The one time that I cut a complete thread rather than a repair/recut I did see a heavy chip load as the thread neared completion. When I cut square threads I set the compound at 90 deg to the crossfeed because I only cut one side of the thread at a time. It may be the wrong way but it's the only way I could do it without breaking cutters. You may have to do the same with the buttress thread.

There seems to be many forms of the buttress thread but I had not seen them used in cannons but then, I haven't seen that many cannons.

Tiffle, how did you go about cutting a buttress thread? Did you cut both sides of the thread at the same time or one side at a time and make finish clean up passes to chase both sides at the same time?

Answer:
take the bulk out with a "parting" tool (tilted) by "plunging" for the centre and then use the same tool to rough out the sides by using the top-slide set at the side angles of the buttress - ie 0 or 5 degrees on one side and 45 degrees on the other.
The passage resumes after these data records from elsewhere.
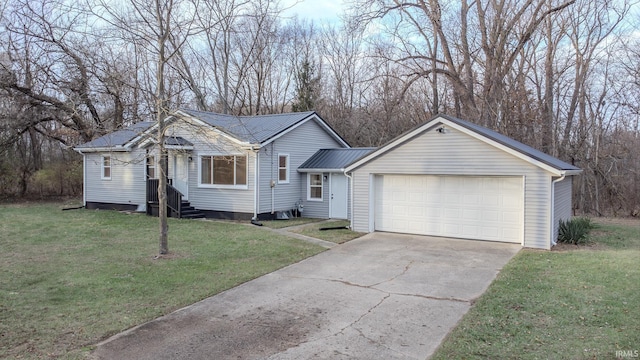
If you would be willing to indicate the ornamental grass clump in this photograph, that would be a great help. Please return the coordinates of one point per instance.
(575, 231)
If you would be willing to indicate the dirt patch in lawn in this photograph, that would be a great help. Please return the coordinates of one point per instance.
(626, 221)
(572, 247)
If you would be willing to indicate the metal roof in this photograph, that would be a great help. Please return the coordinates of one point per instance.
(251, 129)
(334, 159)
(176, 141)
(513, 144)
(119, 137)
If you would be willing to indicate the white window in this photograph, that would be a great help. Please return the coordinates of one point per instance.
(151, 167)
(315, 187)
(223, 170)
(283, 168)
(106, 168)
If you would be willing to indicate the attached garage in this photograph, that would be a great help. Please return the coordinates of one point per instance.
(452, 178)
(469, 207)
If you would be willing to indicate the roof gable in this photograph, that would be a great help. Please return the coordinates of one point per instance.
(117, 139)
(258, 129)
(493, 138)
(333, 159)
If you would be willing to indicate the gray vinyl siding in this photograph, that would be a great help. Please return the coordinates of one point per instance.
(300, 144)
(561, 203)
(456, 153)
(207, 142)
(127, 184)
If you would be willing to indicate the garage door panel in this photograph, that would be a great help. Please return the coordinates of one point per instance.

Use "tilted" "left" and "right" facing tools to clean up and finish the side face - plunge cut - small "bites". Do one face at a time. It works really well with a good HSS tool where "stopping" is less of a problem or not a problem at all.

There are many grades of TC inserts but I'd guess they'd be a lot more limited than normal for screwing inserts. The TC insert needs to be diamond-honed to a very fine edge as anything lass will require the tool edge to "push up" a "lump" to "get under" to "get started". A good tool - TC or HSS - with a good edge will cut a very fine swarf.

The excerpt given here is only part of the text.